Sorry for the length but I’ve tried to include as much info as I can!
I’ve been testing various builds of psi4 on several different computers, and I’m currently trying to track down why all tests run fine on all computers (given a high enough MAX_AM_ERI for the pywrap tests to run!) apart from one where a single test fails: dftd3-version fails because energies do not match those expected.
Initially, I thought I had an older version of dftd3 on the failing one but that’s not the issue here: the dispersion parts all match perfectly! The part(s) that fails is where dftd3 is called from the C-side, i.e. functionals such as “b3lyp-d3” are tested. The dispersion energies match the reference values but it fails when the total energy is compared because the energy from the DFT part is different.

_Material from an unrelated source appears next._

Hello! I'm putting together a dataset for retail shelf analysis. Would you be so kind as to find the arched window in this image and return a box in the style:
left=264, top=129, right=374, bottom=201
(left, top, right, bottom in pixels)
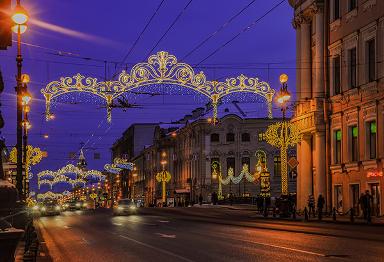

Digging into this, I’ve taken the ethene dimer structure and run a set of simple:
“ethene dimer structure = eeee”
set basis 6-31G(d)
energy(‘b3lyp’, molecule=eeee)
test calcs on 3 different machines, A, B, and C (where dftd3-version fails on C). The total energies match on machines A and B to 9 dp, which seems pretty good to me, but only to 4 dp on machine C!
dftd3-version uses a fairly cut-down integration grid. If I use this cut down number of spherical and radial points in my test calcs, the total energies still match on A and B to 9 dp, but now C only matches to 3 dp!
One thing that I’ve spotted is that A and B use the same number of grid points: Total Points = 265160 (64564 for the smaller grid); Max Points = 4197 (3539 for the smaller grid) -> the same energy.
On machine C (the “odd one”), Total Points = 265208 (64592 for the smaller grid); Max Points = 4784 (3709 for the smaller grid).
For some reason, Machine C is using a different grid, and I suspect this could be why my energies don’t match!
The same is true in the dftd3-version output:
Total Points = 64396; Max Points = 3627 (Total Energy matches and test passed);
Total Points = 64400; Max Points = 3758 (Total Energy doesn’t match: test fails);
The supplied output.ref has:
Total Points = 64396; Max Points = 3525
Hence, for some reason, the failing machine uses too many integration grid points and gets the wrong energy.
I had a brief look at where the grid pruning happens and there didn’t seem to be anything too complicated going on, so I’m at a bit of a loss as to why this happens, seemingly on one machine! Unless this is some odd difference in rounding behaviour between the different machines that I’ve managed to discover.
All versions are using python 3.5.3 and are linked against MKL (although I doubt that’s involved here). On machines A and C, gcc 6.3.0 was used; on machine B, gcc 4.9.4 was used.
HF energies match to 9 dp on all three machines.
Interestingly, the dft-alone tests pass OK but I will look back at their outputs to check them a bit more closely.
Does anyone have any clues on where to look next?